When a solution is submitted, we use axe-core to run an automated audit of your code.

This picks out common accessibility issues like not using semantic HTML and not having proper heading hierarchies, among others.

This automated audit is fairly surface level, so we encourage to you review the project and code in more detail with accessibility best practices in mind.

How does the CSS report work?

When a solution is submitted, we use stylelint to run an automated check on the CSS code.

We've added some of our own linting rules based on recommended best practices. These rules are prefixed with frontend-mentor/ which you'll see at the top of each issue in the report.

The report will audit all CSS, SCSS and Less files in your repository.

How does the HTML validation report work?

When a solution is submitted, we use html-validate to run an automated check on the HTML code.

The report picks out common HTML issues such as not using headings within section elements and incorrect nesting of elements, among others.

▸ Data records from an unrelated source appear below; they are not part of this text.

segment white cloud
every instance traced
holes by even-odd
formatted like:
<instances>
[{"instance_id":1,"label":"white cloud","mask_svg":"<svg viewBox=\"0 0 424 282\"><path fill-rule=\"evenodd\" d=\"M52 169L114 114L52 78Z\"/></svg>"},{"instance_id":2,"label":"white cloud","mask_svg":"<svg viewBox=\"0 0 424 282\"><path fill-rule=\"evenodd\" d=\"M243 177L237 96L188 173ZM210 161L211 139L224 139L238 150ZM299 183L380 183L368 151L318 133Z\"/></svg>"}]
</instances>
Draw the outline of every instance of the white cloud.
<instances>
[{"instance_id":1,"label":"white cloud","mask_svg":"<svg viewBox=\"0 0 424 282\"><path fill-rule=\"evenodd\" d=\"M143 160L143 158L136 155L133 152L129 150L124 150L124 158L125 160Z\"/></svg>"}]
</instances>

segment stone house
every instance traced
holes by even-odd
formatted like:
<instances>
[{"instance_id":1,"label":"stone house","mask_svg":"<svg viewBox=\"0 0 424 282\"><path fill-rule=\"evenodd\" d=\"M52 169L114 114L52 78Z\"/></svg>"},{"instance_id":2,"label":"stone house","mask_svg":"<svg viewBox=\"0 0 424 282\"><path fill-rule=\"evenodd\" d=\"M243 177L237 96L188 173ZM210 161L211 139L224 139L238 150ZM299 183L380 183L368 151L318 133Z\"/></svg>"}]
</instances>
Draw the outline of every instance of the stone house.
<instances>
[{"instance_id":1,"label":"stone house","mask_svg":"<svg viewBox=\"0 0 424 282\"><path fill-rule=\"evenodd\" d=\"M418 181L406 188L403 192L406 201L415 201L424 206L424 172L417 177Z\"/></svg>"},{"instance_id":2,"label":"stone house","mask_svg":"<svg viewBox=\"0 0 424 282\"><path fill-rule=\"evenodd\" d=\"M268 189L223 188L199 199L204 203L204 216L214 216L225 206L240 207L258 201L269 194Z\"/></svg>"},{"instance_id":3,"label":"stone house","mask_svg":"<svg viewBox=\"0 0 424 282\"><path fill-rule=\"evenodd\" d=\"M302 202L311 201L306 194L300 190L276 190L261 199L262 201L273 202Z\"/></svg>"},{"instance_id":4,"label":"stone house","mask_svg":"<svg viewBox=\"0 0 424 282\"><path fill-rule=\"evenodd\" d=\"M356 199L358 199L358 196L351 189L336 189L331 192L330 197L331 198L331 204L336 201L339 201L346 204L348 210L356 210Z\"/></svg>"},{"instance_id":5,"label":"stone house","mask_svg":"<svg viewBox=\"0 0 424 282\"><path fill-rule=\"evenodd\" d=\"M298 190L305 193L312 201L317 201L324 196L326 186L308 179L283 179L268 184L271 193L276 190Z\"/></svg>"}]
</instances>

Note that the report can pick up “invalid” attributes, which some frameworks automatically add to the HTML. These attributes are crucial for how the frameworks function, although they’re technically not valid HTML. As such, some projects can show up with many HTML validation errors, which are benign and are a necessary part of the framework.

How does the JavaScript validation report work?

When a solution is submitted, we use eslint to run an automated check on the JavaScript code.

The report picks out common JavaScript issues such as not using semicolons and using var instead of let or const, among others.

The report will audit all JS and JSX files in your repository. We currently do not support Typescript or other frontend frameworks.